En El partido y la revolución, su libro más importante, el dirigente trotskista argentino Nahuel Moreno explica la compleja dialéctica entre lo histórico y lo inmediato. La crisis revolucionaria es el momento en que las tareas históricas se funden con las tareas inmediatas en un solo acto, a la vez histórico e inmediato: la toma del poder. La política es el catalizador de esta fusión, el hilo que la cose; es lo que acerca este programa histórico y el programa inmediato, día a día, lucha a lucha. Muchas organizaciones han olvidado esto, han olvidado que fueron fundadas para hacer política. Pero esa fue la gran obra de Lenin. Ese era el sentido de sus cartas desesperadas desde su cabaña en el escondite finlandés. ¡Idiotas! ¿No ven que esto es exactamente una revolución? Y por eso ganó donde la victoria era menos probable: en un país atrasado, con una clase obrera oprimida, desorganizada, analfabeta e inconsciente. Reconocía el peso de la historia, pero no le atribuía un valor absoluto. Creía, como Marx, que la historia la forjaban los seres humanos y la sometía a los golpes pacientes de otra actividad humana: la política.

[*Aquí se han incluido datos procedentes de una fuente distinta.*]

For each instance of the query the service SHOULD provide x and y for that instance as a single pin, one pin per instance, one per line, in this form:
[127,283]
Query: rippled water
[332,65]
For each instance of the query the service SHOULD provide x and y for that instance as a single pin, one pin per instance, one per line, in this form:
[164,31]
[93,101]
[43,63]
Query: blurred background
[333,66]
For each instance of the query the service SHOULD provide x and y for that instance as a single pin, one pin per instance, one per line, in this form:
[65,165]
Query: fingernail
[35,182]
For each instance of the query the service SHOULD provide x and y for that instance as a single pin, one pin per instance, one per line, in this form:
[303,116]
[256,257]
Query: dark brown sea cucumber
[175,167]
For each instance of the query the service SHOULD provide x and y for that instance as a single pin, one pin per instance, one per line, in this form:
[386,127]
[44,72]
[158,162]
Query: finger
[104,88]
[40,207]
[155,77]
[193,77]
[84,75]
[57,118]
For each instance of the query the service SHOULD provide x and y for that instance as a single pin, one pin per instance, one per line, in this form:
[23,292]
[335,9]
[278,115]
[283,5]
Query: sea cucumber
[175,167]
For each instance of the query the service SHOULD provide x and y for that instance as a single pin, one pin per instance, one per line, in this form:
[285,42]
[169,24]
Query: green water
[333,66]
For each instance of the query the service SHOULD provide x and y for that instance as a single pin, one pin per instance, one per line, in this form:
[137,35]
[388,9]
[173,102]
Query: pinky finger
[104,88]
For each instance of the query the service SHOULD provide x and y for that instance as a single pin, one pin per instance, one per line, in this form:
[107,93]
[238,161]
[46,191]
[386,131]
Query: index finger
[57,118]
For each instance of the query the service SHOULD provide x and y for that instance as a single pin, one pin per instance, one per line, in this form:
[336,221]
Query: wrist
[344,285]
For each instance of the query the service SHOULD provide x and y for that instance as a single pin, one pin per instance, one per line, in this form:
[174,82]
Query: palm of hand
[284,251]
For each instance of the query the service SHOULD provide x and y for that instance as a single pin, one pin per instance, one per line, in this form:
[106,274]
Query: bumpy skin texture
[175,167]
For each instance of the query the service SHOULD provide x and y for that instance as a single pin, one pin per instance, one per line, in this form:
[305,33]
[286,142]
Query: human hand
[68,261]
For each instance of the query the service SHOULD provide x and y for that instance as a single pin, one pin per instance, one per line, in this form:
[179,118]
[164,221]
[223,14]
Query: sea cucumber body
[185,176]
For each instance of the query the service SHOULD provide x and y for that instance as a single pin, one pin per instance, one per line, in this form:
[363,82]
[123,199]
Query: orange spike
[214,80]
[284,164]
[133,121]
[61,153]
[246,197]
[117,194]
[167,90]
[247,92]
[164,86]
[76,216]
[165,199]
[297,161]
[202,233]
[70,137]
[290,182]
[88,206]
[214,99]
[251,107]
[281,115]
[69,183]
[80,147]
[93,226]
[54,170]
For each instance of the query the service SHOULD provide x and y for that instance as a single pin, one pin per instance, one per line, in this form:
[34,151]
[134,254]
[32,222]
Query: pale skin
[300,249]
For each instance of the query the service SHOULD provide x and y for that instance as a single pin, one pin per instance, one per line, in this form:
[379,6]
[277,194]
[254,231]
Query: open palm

Rusia fue el «modelo avanzado» durante muchos años porque allí triunfó la revolución más poderosa y compleja. Pero Lenin quería que se convirtiera en un «modelo atrasado». Su sueño era que el modelo ruso fuera superado, que Rusia volviera a la retaguardia de la revolución mundial y que otros países ocuparan su lugar. La historia ha puesto algunos obstáculos a la realización de este sueño. Hoy, más que nunca, necesitamos volver a Lenin, pero en un sentido más amplio y profundo. Superarlo. No intelectualmente, sino en la práctica. En otras palabras: a través de la política, dar carne y vida al programa, a la estrategia, a los principios. Cumplir la tarea histórica no de otro, sino de nuestro tiempo.